Evaluation and Expectations
The final grade depends on the quality of the report, presentation, integration quality, and active participation during the seminar. Each participant prepares a self-contained report of at least five pages and gives a presentation of 30 minutes. The report should describe the proposed algorithm in detail. The report might contain a small running example, counterexample(s), and should explore the extreme cases where the studied algorithm would perform best and worst. The reproducibility consists of reproducing the same set of experiments introduced in the paper using a different setup (dataset, metric, parameters, etc.).
Advice on how to:
IMPORTANT NOTE: Attendance is mandatory for the two-class seminar sessions. The total number of participants will be limited to 16.
Schedule
Kickoff Meeting. Date: Tue, 23.09.2025, 14:15-16:00, room: E230
Organization of the seminar and paper assignment
----------------------------------------------------------------------
Date: Tue, 11.11.2025
Report deadline Batch 1
Date: Tue, 18.11.2025, all day, room: TBD
Office meeting with students from Batch 1
First Presentation Session. Date: Tue, 25.11.2025, 14:15-18:00, room: TBD
Presentations of Batch 1
----------------------------------------------------------------------
Date: Tue, 26.11.2025
Report deadline of Batch 2
Date: Tue, 02.12.2025, all day, room: TBD
Office meeting with students from Batch 2
Second Presentation Session. Date: Tue, 09.12.2025, 14:15-18:00, room: TBD
Presentations of Batch 2
----------------------------------------------------------------------
Date: Tue, 13.01.2026
Deadline for Final Report
Paper Assignment
The papers will be distributed on a first-come, first-served basis. To select one paper from the list of papers, please use the following link.
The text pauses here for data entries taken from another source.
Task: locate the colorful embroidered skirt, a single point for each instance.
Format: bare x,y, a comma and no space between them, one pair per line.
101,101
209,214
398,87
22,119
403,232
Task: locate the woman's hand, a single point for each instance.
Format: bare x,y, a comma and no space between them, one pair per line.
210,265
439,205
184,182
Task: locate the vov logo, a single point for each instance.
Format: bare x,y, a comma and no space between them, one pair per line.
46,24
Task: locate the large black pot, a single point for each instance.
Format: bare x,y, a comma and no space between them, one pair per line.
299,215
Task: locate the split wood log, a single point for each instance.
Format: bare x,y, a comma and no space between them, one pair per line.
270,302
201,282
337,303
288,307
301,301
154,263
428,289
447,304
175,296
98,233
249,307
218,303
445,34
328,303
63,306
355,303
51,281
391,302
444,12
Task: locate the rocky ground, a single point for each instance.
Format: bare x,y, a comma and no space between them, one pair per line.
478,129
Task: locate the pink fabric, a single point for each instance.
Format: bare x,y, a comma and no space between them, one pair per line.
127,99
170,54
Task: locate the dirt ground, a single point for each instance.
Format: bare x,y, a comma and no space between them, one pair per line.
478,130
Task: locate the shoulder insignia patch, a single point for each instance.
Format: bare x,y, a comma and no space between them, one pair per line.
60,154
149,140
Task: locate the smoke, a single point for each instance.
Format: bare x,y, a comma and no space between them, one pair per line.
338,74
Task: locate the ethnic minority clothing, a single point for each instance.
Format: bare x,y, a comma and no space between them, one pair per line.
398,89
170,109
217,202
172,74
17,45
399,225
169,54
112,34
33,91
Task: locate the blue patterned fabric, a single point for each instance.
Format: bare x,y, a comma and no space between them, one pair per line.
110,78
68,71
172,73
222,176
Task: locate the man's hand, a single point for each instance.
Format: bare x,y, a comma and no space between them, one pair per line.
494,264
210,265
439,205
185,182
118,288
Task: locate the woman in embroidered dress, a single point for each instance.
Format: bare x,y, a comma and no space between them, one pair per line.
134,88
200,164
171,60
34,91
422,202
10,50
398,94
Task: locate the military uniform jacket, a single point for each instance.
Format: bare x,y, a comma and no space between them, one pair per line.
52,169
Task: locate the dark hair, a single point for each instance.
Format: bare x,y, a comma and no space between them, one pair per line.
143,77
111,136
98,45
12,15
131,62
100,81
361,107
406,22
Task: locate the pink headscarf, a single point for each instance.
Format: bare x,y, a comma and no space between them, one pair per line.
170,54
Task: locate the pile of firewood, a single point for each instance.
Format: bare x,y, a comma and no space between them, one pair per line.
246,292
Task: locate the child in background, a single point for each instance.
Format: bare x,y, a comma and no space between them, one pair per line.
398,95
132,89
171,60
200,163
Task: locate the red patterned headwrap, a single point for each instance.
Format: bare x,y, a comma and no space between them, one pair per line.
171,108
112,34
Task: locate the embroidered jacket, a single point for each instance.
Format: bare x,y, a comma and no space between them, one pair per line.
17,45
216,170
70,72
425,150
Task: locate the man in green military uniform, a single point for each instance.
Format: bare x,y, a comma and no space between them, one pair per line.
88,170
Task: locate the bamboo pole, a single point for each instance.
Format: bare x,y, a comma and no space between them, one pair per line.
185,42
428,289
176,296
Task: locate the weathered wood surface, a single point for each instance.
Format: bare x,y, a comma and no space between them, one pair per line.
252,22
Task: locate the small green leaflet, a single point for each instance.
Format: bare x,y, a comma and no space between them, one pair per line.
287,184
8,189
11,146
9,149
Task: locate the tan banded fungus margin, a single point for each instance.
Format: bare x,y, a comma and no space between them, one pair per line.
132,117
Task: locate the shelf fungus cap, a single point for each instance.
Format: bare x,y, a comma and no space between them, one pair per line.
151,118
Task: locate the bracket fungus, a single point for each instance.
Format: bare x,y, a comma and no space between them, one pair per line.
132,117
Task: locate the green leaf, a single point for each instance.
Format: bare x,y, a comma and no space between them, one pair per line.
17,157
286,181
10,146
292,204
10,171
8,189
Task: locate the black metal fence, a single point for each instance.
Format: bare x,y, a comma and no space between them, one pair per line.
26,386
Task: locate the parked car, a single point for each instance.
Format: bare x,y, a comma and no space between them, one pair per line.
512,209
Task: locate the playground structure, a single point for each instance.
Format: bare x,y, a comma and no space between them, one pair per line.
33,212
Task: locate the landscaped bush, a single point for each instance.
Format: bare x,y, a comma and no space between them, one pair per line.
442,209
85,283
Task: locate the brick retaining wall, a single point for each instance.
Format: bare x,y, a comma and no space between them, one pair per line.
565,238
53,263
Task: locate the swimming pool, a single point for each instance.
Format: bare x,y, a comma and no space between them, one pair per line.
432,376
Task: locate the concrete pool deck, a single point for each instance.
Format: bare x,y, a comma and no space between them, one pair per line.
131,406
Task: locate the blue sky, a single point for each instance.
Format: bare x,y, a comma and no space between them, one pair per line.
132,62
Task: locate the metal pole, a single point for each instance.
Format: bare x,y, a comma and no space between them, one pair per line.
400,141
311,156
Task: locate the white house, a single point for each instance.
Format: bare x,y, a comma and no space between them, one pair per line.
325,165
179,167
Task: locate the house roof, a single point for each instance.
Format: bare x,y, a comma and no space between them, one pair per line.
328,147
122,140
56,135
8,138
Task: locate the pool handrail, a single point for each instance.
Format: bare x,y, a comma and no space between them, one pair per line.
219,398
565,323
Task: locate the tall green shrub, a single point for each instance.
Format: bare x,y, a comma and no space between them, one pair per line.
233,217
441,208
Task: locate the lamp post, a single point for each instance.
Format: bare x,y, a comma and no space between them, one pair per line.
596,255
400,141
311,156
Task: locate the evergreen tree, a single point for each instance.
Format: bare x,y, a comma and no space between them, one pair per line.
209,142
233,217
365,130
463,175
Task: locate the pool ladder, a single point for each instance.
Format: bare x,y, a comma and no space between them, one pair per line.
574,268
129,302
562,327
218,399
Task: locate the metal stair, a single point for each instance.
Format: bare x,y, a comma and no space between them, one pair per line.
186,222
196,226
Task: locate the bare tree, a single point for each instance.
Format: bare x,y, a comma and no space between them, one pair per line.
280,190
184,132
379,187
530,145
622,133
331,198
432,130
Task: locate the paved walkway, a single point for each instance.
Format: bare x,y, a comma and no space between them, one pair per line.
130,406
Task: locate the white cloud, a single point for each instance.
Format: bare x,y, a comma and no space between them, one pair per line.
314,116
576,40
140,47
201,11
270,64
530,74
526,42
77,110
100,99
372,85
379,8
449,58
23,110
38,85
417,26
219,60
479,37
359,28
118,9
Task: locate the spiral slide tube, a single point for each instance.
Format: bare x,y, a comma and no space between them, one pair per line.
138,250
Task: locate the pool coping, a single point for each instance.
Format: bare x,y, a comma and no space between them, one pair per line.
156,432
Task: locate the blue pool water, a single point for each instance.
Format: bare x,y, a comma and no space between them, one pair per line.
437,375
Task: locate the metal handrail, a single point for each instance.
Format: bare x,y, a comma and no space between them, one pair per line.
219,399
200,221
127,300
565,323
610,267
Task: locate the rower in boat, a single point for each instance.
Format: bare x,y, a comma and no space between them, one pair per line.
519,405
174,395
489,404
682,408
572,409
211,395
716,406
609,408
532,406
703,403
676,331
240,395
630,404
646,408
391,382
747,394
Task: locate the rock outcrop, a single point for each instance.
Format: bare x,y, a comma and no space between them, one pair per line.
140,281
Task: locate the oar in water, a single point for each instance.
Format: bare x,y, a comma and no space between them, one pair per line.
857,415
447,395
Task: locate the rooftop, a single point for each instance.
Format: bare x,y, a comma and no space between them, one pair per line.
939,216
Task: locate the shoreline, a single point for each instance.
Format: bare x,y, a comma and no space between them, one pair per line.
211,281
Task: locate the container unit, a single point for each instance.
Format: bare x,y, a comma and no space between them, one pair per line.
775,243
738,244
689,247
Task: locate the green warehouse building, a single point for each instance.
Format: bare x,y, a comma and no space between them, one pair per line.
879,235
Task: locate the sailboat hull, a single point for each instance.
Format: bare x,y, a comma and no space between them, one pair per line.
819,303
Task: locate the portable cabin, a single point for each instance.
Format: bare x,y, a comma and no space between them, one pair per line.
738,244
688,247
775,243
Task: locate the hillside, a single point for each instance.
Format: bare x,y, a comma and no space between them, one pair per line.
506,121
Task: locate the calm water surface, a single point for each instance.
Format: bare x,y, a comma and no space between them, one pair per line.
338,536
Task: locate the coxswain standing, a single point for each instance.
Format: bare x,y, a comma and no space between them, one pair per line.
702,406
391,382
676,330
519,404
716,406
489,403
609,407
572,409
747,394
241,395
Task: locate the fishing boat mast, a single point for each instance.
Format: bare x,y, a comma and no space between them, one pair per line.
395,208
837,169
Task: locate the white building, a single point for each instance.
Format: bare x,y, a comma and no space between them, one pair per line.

Paper | Presentation Date | Presenter |
SAITS: Self-attention-based imputation for time series, ESWA'23 | ||
CSDI: Conditional Score-based Diffusion Models for Probabilistic Time Series Imputation, NeurIPS'21 | ||
ReCTSi: Resource-efficient Correlated Time Series Imputation via Decoupled Pattern Learning and Completeness-aware Attentions, KDD'24 | ||
SSD-TS: Exploring the potential of linear state space models for diffusion models in time series imputation, KDD'25 | ||
DIM-SUM: Dynamic IMputation for Smart Utility Management, VLDB'25 | ||
Gp-vae: Deep probabilistic time series imputation, AISTATS'20 | ||
Networked Time Series Imputation via Position-aware Graph Enhanced Variational Autoencoders, KDD'23 | ||
TimesNet: Temporal 2D-Variation Modeling for General Time Series Analysis, ICLR'23 | ||
Mining of Switching Sparse Networks for Missing Value Imputation in Multivariate Time Series, KDD'24 | ||
Missing Value Imputation for Multi-attribute Sensor Data Streams via Message Propagation, VLDB'24 | ||
Missing Value Imputation on Multidimensional Time Series, VLDB'21 | ||
PriSTI: A Conditional Diffusion Framework for Spatiotemporal Imputation, ICDE'23 | ||
Filling the G_ap_s: Multivariate Time Series Imputation by Graph Neural Networks, ICLR'22 | ||
BayOTIDE: Bayesian Online Multivariate Time Series Imputation with Functional Decomposition, ICML'24 | ||
Biased Temporal Convolution Graph Network for Time Series Forecasting with Missing Values, ICLR 2024 | ||
NuwaTS: a Foundation Model Mending Every Incomplete Time Series, arXiv'24 |
Papers marked with blue color require an additional compatibility adaptation and are exempt from the reproducibility task.